A Centers for Disease Control and Prevention report published in 2016 noted that brain cancer had surpassed leukemia in claiming the lives of patients under the age of 20 by 2014. The report also noted that “Major therapeutic advances in treating some forms of cancer, particularly leukemia, may have resulted in increased survivorship.”
Henderson noted the struggle for breakthrough progress and advances.
“Ostensibly, (the move is) about sort of efficiency and wanting ... one larger program to be able to do both the early and the late phase clinical trials,” Henderson said. “I haven’t seen any evidence or data that the PBTC was in any way inefficient at doing its job, that it was in any way not accomplishing its goals.
“It’s one of the leanest, most efficient research groups that’s out there,” he added.
The News Tribune on Thursday has reached out via the National Institute of Health’s media contact page for answers regarding what patients currently in or seeking to be in pediatric medical trials can expect moving forward, and when the new process for trials in the federal network would begin. No response was received as of Friday.
Lost trials
The PBTC was created in 1999 by the National Cancer Institute and currently has six active trials. Potential enrollees are now in a bind amid the current uncertainty as children’s hospitals and cancer centers nationwide halt enrollment in the consortium’s trials.

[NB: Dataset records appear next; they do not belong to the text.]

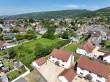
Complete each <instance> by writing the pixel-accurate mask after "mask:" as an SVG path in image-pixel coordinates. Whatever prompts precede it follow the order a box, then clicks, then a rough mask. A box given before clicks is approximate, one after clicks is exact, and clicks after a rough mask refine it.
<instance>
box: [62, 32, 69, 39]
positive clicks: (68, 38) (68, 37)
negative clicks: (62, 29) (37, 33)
mask: <svg viewBox="0 0 110 82" xmlns="http://www.w3.org/2000/svg"><path fill="white" fill-rule="evenodd" d="M62 38H63V39H69V33H68V31H65V32H64V33H63V34H62Z"/></svg>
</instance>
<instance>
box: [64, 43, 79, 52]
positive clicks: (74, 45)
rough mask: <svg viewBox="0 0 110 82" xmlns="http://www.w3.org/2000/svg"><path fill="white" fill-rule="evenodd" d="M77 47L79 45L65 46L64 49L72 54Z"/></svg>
mask: <svg viewBox="0 0 110 82" xmlns="http://www.w3.org/2000/svg"><path fill="white" fill-rule="evenodd" d="M79 45H80V44H69V45H67V46H65V47H64V49H65V50H69V51H72V52H76V49H77V47H78V46H79Z"/></svg>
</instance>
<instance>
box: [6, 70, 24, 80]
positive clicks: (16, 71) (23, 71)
mask: <svg viewBox="0 0 110 82" xmlns="http://www.w3.org/2000/svg"><path fill="white" fill-rule="evenodd" d="M25 72H26V69H22V71H21V72H19V71H18V70H17V69H16V70H14V71H11V72H9V73H8V74H7V76H8V78H9V81H12V80H14V79H15V78H17V77H19V76H20V75H22V74H23V73H25Z"/></svg>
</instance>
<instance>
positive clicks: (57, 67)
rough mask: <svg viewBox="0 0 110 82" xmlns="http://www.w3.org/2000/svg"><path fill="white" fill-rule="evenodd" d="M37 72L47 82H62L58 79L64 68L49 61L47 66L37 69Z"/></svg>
mask: <svg viewBox="0 0 110 82" xmlns="http://www.w3.org/2000/svg"><path fill="white" fill-rule="evenodd" d="M37 70H38V72H39V73H40V74H41V75H42V76H43V77H44V78H45V79H46V80H47V82H60V81H59V80H58V78H57V77H58V75H59V74H60V73H61V72H62V71H63V70H64V68H62V67H60V66H57V65H55V64H54V63H52V62H50V61H47V64H44V65H42V66H41V68H40V69H38V68H37Z"/></svg>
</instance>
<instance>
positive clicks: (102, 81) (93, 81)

One trial Henderson knows well is CAR-T therapy, an immunotherapy.
“We take the patient’s own immune cells, and we genetically engineer them to recognize and eliminate the cancer cells,” Henderson explained. “We do that in the setting of relapsed disease,” with specific trials for brain tumors.
“Those trials are no longer available,” he said.
Another one involves ONC201 oral medication, “specifically for a type of a brain tumor that is not survivable,” he said. “ONC201 has been the most successful thing that I’ve seen in my 20-year career of prolonging life. There are kids now that are living 3, 4, 5, 6 years on ONC201. I’ve had several patients on that, and now they’re using ONC201 in combination with other things to hopefully have the first ever cure of some of these cancers.
“Those trials are gone now,” he added.
“Certain centers around the country specialize in certain treatments,” Henderson said. “I would send, for instance, my relapsed ependymoma patients to Texas or to St. Jude.”
Those are cases where a primary brain or spinal cord tumor has regrown after initial treatment.
Now, “Those resources are no longer going to be available,” he said. “That’s essentially effective immediately.”
“We can’t put this toothpaste back into the tube,” he added. “We’ve lost these opportunities, and it’s an ongoing loss,” going beyond patients enrolled or seeking to enroll now.
“Unfortunately, bad news for them, in the next month, I might have five more that I can’t offer that treatment to.”